Gulp: Adventures on the Alimentary Canal

When she was a guest on Wait, Wait, Don't Tell Me, Mary Roach listed her topics of interest as "Sex, dead bodies, and poop."  Gulp focuses on the latter, along with farts, drool, smuggling, aptonyms, questionable medical ethics, Elvis, fad diets, and the hazards of sleeping under the covers if you're married to a champion farter who loves brussels sprouts.

Grossness aside, Roach's book is, as usual, informative and entertaining.  I was particularly interested in the chapter on Alexis St. Martin and William Beaumont.  I first encountered the story of a trapper with a hole in his stomach and the doctor who gave 19th Century medicine its first scientific view of digestion in high school biology.  My textbook portrayed Beaumont as a noble scientist who saved St. Martin against all odds.  The reality is messier (as, undoubtedly, were some of the experiments).  Beaumont exploited St. Martin, a trapper from the lowest rung of the social ladder, possibly creating the  gastric window which made Beaumont famous and discussing the man he treated with what at best could be considered condescension.  Sure, St. Martin lived with Beaumont off-and-on for years, but with few skills and a hole in his side, what choice did he have?  

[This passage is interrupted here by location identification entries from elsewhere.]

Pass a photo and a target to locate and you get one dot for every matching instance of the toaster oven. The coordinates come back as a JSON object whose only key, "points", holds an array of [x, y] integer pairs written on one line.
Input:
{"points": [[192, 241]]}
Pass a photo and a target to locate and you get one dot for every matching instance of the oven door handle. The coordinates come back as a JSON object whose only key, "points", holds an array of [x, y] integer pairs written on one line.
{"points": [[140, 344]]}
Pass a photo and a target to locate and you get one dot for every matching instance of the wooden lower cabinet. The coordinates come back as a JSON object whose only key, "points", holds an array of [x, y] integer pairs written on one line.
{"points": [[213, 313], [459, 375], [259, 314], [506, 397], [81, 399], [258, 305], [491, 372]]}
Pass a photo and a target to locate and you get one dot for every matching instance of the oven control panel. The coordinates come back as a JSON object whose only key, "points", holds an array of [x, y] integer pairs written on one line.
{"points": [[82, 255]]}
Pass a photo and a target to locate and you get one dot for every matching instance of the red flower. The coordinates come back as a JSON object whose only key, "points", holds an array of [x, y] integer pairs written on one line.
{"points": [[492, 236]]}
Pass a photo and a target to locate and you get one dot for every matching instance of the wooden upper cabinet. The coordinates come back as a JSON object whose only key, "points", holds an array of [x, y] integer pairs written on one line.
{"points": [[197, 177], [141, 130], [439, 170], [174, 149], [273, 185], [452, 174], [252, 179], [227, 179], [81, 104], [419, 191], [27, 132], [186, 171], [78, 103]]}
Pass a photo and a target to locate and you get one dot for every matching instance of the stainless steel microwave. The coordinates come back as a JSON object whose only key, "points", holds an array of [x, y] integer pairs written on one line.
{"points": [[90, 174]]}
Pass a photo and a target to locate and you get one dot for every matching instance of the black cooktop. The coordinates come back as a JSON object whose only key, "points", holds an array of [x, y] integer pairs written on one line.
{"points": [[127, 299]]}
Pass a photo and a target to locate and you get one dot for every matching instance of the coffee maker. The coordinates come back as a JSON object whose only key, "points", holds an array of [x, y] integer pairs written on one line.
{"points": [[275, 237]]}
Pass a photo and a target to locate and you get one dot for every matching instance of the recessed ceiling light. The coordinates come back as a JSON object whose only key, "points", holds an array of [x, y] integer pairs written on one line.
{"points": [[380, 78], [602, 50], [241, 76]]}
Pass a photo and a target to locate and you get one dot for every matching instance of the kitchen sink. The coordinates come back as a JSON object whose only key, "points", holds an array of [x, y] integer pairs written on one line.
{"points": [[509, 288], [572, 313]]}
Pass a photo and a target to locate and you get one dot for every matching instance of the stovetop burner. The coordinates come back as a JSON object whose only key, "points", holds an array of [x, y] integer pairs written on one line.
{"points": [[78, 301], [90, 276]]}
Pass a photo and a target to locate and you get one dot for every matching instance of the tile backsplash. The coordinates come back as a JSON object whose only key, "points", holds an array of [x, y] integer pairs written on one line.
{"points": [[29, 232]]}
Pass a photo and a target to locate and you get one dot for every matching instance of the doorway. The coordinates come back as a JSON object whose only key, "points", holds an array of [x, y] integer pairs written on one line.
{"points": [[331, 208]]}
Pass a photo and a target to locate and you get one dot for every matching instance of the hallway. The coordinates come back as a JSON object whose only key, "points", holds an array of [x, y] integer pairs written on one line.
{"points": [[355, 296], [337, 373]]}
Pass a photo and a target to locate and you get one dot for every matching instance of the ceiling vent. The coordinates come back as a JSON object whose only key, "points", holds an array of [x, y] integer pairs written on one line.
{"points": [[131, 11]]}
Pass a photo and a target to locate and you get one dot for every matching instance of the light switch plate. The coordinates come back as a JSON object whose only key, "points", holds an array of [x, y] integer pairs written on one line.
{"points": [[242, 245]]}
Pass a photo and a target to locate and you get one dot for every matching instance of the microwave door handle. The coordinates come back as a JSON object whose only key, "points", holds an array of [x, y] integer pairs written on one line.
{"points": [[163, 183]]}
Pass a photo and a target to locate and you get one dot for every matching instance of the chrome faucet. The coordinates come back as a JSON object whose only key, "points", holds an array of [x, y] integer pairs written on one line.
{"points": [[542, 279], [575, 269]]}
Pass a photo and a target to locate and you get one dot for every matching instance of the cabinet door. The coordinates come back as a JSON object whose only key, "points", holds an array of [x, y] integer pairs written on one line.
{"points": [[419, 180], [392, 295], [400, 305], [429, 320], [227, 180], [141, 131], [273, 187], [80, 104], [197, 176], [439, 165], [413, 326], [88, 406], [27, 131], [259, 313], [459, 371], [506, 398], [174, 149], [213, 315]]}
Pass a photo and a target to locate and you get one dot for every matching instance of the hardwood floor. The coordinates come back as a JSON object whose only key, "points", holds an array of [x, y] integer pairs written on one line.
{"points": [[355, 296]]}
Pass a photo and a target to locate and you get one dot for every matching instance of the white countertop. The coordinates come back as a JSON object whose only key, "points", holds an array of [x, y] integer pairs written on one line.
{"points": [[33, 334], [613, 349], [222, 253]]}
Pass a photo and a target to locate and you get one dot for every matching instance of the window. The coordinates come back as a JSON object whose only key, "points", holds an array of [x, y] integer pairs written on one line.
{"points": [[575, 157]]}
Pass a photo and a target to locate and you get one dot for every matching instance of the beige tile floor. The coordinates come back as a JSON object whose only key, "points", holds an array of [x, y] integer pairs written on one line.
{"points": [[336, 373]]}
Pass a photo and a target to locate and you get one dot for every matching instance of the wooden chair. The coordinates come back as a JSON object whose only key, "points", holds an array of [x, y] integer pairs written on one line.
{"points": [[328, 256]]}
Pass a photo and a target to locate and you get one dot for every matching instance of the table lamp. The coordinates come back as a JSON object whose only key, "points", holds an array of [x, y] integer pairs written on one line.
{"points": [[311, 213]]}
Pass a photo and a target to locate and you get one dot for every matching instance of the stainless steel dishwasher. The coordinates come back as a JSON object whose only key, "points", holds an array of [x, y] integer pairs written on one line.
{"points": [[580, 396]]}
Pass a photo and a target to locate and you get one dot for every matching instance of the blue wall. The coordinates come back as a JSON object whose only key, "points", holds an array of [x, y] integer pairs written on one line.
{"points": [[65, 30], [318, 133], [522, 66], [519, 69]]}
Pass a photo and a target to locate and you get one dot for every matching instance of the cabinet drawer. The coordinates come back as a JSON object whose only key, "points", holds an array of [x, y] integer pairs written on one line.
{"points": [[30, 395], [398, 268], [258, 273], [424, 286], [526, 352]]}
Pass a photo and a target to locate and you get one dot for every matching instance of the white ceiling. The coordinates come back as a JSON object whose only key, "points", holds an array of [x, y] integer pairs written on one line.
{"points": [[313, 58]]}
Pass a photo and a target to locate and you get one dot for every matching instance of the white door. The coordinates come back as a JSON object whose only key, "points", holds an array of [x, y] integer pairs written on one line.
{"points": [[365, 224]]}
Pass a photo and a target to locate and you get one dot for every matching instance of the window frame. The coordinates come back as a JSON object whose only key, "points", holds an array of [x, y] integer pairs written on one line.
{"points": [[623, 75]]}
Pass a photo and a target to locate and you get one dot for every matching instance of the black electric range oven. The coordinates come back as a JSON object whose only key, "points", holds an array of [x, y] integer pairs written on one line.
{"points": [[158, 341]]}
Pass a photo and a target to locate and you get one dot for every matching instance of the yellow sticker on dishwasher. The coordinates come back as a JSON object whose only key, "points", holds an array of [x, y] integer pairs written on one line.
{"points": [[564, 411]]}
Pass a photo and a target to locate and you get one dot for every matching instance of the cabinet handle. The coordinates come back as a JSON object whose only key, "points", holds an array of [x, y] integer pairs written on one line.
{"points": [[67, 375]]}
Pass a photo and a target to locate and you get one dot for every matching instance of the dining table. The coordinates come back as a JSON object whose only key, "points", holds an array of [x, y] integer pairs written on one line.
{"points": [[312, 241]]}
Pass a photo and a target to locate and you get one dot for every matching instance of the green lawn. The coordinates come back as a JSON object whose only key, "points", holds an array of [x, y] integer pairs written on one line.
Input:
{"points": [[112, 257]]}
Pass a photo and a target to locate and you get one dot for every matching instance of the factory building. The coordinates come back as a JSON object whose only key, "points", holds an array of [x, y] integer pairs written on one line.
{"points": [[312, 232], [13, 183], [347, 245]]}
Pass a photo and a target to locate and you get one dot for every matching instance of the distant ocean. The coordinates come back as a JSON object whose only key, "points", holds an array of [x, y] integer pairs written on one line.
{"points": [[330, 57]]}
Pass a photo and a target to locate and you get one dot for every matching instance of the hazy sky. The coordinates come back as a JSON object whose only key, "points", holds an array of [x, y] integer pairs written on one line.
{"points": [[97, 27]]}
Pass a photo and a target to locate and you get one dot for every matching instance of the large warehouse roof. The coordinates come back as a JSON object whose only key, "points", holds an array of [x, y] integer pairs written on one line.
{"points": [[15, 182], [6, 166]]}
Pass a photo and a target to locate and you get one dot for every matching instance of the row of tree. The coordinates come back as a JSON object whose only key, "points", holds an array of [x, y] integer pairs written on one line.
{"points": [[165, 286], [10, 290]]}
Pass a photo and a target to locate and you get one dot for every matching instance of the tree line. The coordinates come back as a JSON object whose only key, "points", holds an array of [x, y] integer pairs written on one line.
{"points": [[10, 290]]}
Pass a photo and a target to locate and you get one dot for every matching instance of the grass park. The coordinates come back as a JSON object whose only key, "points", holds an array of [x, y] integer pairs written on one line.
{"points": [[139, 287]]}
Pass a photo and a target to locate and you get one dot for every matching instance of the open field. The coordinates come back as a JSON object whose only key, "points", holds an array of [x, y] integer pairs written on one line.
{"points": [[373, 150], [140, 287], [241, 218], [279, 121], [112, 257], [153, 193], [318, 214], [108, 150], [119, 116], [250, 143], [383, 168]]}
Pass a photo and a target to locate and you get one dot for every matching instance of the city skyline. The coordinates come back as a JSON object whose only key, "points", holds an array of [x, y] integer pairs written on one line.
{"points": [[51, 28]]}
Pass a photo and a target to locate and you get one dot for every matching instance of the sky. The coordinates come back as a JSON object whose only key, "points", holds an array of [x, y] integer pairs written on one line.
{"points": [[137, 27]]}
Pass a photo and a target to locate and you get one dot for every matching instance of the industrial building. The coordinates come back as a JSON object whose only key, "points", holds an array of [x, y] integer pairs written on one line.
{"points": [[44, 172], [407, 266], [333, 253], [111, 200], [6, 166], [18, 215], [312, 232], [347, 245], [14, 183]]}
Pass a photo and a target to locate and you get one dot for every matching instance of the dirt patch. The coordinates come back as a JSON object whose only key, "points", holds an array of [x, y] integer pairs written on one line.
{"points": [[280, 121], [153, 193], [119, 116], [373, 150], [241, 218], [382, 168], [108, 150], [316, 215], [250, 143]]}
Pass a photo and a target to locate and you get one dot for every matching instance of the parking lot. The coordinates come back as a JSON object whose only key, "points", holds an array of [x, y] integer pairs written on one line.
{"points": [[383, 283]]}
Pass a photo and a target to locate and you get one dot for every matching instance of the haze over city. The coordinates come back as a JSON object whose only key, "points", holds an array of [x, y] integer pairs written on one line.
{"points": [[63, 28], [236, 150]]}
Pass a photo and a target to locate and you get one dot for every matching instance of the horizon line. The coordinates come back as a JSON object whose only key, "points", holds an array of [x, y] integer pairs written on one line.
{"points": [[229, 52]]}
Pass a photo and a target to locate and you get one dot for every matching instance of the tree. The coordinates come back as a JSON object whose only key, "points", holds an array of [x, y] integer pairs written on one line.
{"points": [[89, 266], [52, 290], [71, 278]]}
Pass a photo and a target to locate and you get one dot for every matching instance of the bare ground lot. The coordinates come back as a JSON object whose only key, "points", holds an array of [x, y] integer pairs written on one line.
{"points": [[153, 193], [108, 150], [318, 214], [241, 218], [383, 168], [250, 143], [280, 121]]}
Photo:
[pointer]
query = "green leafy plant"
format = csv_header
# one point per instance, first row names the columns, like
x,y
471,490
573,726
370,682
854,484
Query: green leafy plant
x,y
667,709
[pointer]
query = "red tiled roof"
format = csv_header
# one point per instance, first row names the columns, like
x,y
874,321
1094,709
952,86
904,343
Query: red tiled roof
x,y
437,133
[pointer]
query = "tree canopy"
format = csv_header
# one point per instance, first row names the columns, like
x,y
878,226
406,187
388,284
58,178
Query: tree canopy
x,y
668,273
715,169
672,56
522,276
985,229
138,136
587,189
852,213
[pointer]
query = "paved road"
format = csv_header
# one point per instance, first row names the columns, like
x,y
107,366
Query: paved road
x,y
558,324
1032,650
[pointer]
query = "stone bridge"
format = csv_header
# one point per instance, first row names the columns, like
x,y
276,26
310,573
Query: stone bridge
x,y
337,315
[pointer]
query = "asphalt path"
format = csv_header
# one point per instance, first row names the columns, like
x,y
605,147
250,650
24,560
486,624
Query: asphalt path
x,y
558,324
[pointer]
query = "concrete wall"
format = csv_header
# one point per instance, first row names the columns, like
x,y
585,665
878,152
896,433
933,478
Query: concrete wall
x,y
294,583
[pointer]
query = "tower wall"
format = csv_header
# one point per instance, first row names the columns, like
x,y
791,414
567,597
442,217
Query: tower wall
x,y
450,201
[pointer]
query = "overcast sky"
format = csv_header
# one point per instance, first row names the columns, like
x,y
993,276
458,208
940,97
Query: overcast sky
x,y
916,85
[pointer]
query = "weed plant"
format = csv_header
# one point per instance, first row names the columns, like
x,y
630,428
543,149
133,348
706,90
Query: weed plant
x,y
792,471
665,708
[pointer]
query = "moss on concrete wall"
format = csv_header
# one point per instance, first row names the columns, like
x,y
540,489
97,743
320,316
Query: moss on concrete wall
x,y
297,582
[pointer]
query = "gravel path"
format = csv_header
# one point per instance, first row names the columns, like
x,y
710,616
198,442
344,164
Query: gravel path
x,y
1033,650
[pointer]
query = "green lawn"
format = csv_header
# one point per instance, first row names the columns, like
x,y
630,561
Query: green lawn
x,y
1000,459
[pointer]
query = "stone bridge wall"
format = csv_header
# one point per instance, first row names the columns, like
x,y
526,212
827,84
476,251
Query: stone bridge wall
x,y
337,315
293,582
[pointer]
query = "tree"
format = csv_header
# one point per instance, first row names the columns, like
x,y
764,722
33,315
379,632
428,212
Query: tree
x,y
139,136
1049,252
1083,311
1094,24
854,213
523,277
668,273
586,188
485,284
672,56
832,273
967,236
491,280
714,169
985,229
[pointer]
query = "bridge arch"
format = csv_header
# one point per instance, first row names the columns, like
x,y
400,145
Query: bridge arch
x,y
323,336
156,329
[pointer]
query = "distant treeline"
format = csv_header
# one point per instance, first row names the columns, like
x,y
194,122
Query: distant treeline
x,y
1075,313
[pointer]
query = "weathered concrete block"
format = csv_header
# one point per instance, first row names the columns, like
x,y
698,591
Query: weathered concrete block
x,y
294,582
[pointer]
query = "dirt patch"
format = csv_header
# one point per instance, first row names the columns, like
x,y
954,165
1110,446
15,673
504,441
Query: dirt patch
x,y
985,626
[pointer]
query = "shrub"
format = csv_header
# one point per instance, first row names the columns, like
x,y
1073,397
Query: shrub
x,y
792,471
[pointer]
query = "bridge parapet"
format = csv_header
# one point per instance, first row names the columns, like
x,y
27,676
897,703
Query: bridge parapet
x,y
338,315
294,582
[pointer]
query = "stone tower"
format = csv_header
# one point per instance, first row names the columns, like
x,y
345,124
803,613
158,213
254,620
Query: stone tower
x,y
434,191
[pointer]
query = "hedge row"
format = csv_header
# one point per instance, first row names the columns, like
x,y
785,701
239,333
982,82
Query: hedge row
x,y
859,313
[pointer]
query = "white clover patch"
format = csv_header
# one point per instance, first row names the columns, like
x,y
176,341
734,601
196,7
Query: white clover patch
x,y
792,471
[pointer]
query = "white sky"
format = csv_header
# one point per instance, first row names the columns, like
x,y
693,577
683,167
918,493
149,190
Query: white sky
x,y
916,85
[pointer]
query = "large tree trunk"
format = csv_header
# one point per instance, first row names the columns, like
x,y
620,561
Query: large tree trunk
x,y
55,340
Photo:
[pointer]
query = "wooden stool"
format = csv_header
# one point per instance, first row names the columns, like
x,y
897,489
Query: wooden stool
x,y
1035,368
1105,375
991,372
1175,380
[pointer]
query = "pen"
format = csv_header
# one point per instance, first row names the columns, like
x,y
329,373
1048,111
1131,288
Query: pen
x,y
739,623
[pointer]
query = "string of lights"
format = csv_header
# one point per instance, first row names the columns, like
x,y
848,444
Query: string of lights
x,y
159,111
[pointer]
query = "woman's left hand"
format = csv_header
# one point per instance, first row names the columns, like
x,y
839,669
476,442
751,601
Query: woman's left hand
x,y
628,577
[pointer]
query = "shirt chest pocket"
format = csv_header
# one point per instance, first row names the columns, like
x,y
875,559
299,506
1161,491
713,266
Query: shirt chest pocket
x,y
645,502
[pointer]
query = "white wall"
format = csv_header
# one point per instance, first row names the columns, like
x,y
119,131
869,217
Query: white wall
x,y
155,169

Another fascinating chapter focuses on rectal smuggling.   Roach interviewed a murderer who calmly, pleasantly, described how prisoners conceal weapons, cell phones, cigarettes, and drugs in the place safest from strip searches.  Budget cuts mean that the prison staff are using 1990s computers, but the inmates are watching Netflix on smuggled smart phones, and it's because some prisoners are wiling to (hmm, how to say this gently…) mechanically reverse peristalsis from the terminus and then hold for a few hours.

Roach also encounters an Italian saliva specialist (who's horrified by the culinary traditions of the Netherlands where her lab is located), Elvis's doctor (who suggests that the King had a neural defect which led to a megacolon and ultimately his untimely and embarrassing death), the inventors of Beano and (through documents), some of the more colorful 19th Century dietary "experts."  As usual, she treats everyone with respect while still including enough humor to make the book risky to read in the quiet car.  It's the footnotes that made me giggle the hardest - about a third of them are purely informational, but the rest veer off into wonderful and hilarious observations on and off this not-usually-for-public-consumption topic.